Aim and objectives: The aims of this study are:

1. To determine the association between elevated blood lead levels and hearing impairment in leadexposed workers.

2. To investigate the use of preventive measures

Methods and study design: The study was conducted on a random sample of 61 lead-exposed (mean age 40.4 years) and 50 non-exposed male workers (mean age 39.2 years) in printing presses and battery industries in Cairo. Blood lead levels were determined and an audiometric evaluation was done at different frequencies (500-8000 Hz). The use of preventive measures for lead-exposed workers was investigated and regular check-up.

Results/ Findings: The mean blood lead level in the lead-exposed group was 52.5 μg/dl + 21.5, and in the non-exposed was 18.2 μg/dl + 5.9 (t=10.9 (CI 28.1 – 40.5) p<0.001). There was a significant correlation r=0.7 between blood lead levels and binaural hearing. The audiometric evaluations revealed significant positive correlation between blood lead level in exposed workers and hearing impairment. All lead exposed workers had hearing impairment at different frequencies. Although all workers were aware of protective devices against lead exposure, 100% of them did not use any. They also did not go to regular checkups.

Study limitations: Researchers could not assess the environmental lead levels in workers' residences.

Conclusions: Hearing impairment in lead-exposed workers in printing presses and battery industries in Cairo is inevitable and irreversible. The mean blood lead level in the lead-exposed group was 52.5μg/dl, and in the non-exposed was 18.2μg/dl. All workers didn’t use any protective devices or go to regular checkups.

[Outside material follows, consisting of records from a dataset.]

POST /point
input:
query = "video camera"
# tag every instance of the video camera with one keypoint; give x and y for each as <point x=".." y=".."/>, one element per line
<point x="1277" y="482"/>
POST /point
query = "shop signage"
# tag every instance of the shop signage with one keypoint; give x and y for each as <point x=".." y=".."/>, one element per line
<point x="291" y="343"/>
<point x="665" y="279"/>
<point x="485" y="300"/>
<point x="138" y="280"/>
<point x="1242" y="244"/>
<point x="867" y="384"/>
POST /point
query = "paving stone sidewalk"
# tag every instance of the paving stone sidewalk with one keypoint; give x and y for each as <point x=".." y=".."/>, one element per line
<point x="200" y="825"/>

Blood lead, hearing impairment, masculinity, battery industry, print shop


The use of lead and its components in diverse industry exposes workers to health disorders. The hazards are determined by work process, ventilation, and hygiene of the workplace and personnel1. Besides the worker’s educational level and economic conditions, risk behaviour also contributes to the health condition2 . Lead can contaminate air, water, soil, and food. The main entry paths of inorganic lead into the body are the lungs, mainly, in occupational exposure, and the gastrointestinal tract in non-occupational exposure3. The absorbed lead concentrates mostly (90%) in the bones, while the rest remains in the blood, bound to erythrocytes, and in the soft tissue as an exchangeable fraction. Only a small quantity of lead accumulates in the brain, mostly in grey matter, and the basal ganglia. The elimination of lead takes place mainly through the urine (80%)1.
Lead causes a variety of adverse health effects including gastrointestinal symptoms, central and peripheral nervous system damage, kidney diseases, anaemia, and reproductive abnormalities. "Nervous, gastrointestinal, and musculoskeletal symptoms all began to be increased in individuals with blood leads between 30-39 μg /dL and possibly at levels as low as 25-30 μg /dL for nervous system symptoms”4.
No prevalence of deafness associate with lead exposed workers was found in Egypt. However, Lustberg and Silberberg5 found that high blood lead levels had a “46% increase in all-cause mortality” in the US population.

Aim and objectives

The aims of this study are:-
1. To determine the association between elevated blood lead levels and hearing impairment in lead-exposed workers;
2. To investigate the use of preventive measures;

Methods and study design


This study was done on a multistage random sample of 61 lead-exposed workers and 50 non-exposed employees in two printing presses and two battery industries in Cairo. Fifty percent of all universities printing presses in Cairo were randomly chosen. All registered battery industries in Cairo were included. Over one third (37%) – making 61 - of the 170 lead-exposed workers in the four sites were randomly selected from administrative files provided they fit the inclusion criteria.
Exposed and non-exposed persons were selected from the same sites according to the following inclusion criteria:
1) Their age ranged between 20-60 years.
2) They were not working in other workshops after work.
Criteria for exclusion from the study were the following:
• Auditory trauma
• Ear discharge
• History of auditory diseases
• Surgical operations of the ear
• Exposure to loud noise
• Intake of ototoxic drugs
Non-exposed staffs were from other departments of the same workshop or industry, were not exposed to lead occupationally, and were similar in age to the exposed workers. Over one-third (37%) of the lead-exposed workers in the four sites were randomly selected as were 37% of the nonexposed staff. However, 17 of the nonexposed staff refused to enter the study and two of the lead-exposed workers were unwilling to give a blood sample. Taking blood samples from, apparently, healthy individuals outside of health services can be very difficult in Egypt.
All work places worked one shift; 8 hours/days, 6 days/week.
Lead-exposed workers were compared with non-exposed staff.
As many workers had little or no education, all subjects entered the study with their oral informed consent.
The research committee in the faculty approved the research protocol and the ethical issues before starting the study.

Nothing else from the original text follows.